Kamu sektörü, özel sektör ve STK’lar arasında işbirliği olmadan, SKA’lara yönelik anlamlı bir ilerleme kaydetmemiz mümkün gözükmüyor. SKA’lara ulaşmak için işbirliğine duyulan ihtiyaç CEO’lar tarafından da dile getiriliyor. CEO’ların %66’sı uzun dönemli işbirlikleri kurduğunu belirtirken kamu sektöründen ise inovasyona açık, şeffaf, eşitlikçi ve somut çıktılara ulaşılabilecek bir oyun alanı oluşturmasını bekliyor.

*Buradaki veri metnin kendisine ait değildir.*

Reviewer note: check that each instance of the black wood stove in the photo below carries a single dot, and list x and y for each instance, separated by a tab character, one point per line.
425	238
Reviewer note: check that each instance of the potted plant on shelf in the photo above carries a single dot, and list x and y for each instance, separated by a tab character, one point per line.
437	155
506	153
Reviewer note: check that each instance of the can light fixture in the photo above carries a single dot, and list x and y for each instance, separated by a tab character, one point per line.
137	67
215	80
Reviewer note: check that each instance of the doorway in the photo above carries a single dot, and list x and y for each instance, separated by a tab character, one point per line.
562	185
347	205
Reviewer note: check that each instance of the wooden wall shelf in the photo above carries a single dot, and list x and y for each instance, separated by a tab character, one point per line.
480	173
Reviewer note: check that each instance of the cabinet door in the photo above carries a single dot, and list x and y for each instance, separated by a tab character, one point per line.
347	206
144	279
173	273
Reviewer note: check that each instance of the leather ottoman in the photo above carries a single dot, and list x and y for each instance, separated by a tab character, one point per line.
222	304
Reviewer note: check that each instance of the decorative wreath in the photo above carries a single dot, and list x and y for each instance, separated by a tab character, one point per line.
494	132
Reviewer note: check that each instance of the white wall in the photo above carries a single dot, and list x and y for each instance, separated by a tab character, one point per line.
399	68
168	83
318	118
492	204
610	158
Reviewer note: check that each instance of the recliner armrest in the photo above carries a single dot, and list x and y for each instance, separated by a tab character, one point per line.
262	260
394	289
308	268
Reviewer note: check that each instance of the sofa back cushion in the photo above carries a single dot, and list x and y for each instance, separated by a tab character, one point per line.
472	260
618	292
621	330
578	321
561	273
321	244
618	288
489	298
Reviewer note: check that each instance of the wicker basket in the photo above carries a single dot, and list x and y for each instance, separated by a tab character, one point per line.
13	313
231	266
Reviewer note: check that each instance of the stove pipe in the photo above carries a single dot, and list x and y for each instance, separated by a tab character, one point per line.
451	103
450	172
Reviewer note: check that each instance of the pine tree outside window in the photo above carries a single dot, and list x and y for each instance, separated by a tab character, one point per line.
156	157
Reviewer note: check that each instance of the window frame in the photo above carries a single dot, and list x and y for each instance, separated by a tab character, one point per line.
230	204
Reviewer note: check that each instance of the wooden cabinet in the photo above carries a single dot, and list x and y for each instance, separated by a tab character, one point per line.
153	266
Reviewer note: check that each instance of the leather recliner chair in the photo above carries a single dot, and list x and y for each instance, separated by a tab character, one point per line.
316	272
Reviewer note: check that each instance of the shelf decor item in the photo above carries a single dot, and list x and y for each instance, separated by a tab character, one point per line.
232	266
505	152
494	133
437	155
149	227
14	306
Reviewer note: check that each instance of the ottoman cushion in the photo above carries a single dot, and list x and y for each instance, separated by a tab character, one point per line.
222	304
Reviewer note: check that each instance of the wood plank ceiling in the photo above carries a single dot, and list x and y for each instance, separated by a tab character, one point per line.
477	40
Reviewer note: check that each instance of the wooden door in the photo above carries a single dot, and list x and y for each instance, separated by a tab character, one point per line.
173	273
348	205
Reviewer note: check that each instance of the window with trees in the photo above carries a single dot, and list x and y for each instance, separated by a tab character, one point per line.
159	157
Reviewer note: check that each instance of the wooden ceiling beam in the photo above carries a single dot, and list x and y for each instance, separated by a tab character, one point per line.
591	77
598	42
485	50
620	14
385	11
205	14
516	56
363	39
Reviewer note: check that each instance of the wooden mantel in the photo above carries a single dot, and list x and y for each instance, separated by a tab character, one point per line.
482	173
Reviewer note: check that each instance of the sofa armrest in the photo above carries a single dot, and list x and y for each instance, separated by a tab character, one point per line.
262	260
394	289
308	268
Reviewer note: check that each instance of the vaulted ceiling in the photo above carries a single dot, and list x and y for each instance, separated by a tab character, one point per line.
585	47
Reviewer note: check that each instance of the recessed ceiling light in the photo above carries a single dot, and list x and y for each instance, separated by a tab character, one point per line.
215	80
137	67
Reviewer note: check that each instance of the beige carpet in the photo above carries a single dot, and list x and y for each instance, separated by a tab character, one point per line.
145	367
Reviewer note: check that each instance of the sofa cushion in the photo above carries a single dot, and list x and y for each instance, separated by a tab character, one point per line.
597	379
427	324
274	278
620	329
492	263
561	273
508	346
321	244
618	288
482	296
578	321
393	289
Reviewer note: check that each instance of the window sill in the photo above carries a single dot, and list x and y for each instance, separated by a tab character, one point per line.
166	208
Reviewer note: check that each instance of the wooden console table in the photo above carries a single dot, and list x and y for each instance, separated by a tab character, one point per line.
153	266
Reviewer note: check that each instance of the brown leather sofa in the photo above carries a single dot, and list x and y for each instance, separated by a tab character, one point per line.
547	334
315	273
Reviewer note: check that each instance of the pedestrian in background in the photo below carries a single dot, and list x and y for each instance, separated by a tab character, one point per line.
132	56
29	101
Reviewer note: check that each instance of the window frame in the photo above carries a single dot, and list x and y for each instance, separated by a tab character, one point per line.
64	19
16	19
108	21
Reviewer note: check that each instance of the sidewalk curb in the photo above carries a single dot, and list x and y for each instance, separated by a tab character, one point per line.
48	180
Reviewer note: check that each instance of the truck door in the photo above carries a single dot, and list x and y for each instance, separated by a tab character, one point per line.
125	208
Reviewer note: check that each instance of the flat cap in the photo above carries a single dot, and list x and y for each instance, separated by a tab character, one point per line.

Dirençli Bir Sürdürülebilirlik Stratejisi

Araştırmanın son bölümü ise şirketler için dirençli bir sürdürülebilirlik stratejisinin içermesi gereken özelliklerini sıralıyor. Bu sıralamanın en başında strateji geliyor. Şirketin krizlere dayanıklı olabilmesi için stratejisinin sürdürülebilir iş modelleriyle birlikte iddialı ve gerçekçi, bilimsel iklim hedefleri olmalı. Doğayı olumlu bir şekilde etkileyen bir iş stratejisi benimsenmeli. Verilen kararların ÇSY (Çevresel, Sosyal, Yönetişimsel) etkisi dikkate alınmalı. İşgücü alanında ise çalışanların fiziksel ve zihinsel iyi olma hali önceliklenmeli. Toplumun tüm kesimlerini temsil eden bir işgücü olmalı. Çalışanların yetenekleri dijital ve yeşil dönüşüme uygun bir şekilde güncellenmeli. Liderlerin çalışmaları sürdürülebilirlik alanında değer veya çıktı üretecek şekilde tasarlanmalı. Tedarik zincirinde veri toplama kalitesi artırılmalı. Böylelikle mevcut çalışmalar ve gelecek senaryoları daha etkin yapılmalı. Tedarikçilerle ilişkiler geliştirilmeli, tedarik zinciri yönetiminde sürdürülebilirlik perspektifi tüm süreçlere uygulanmalı. Enerji güvenliğini de sağlamak için yeşil enerji alternatifleri değerlendirilmeli. Özetle CEO Araştırması sonuçları sürdürülebilirlik gündeminin üst yönetimler için öncelikli hale geldiğini bir kez daha kanıtlıyor. Hem mevcut riskleri yönetmeyi hem de işin devamlılığını sağlamayı amaçlayan liderler ve şirketler için sürdürülebilirlik artık olmazsa olmaz. Halihazırda paydaş beklentilerinin farkında olan, iş süreçlerini krizlere dayanıklı bir hale getirmeyi amaçlayan CEO’lar sürdürülebilirlik alanındaki çalışmalarına hız veriyor. Birbiriyle ilintili ve çok boyutlu krizlerin peşi sıra geldiği bir dönemde şirketlerinin hem bugününü hem de geleceğini garanti altına almak isteyen CEO’lar bugünden harekete geçmeli.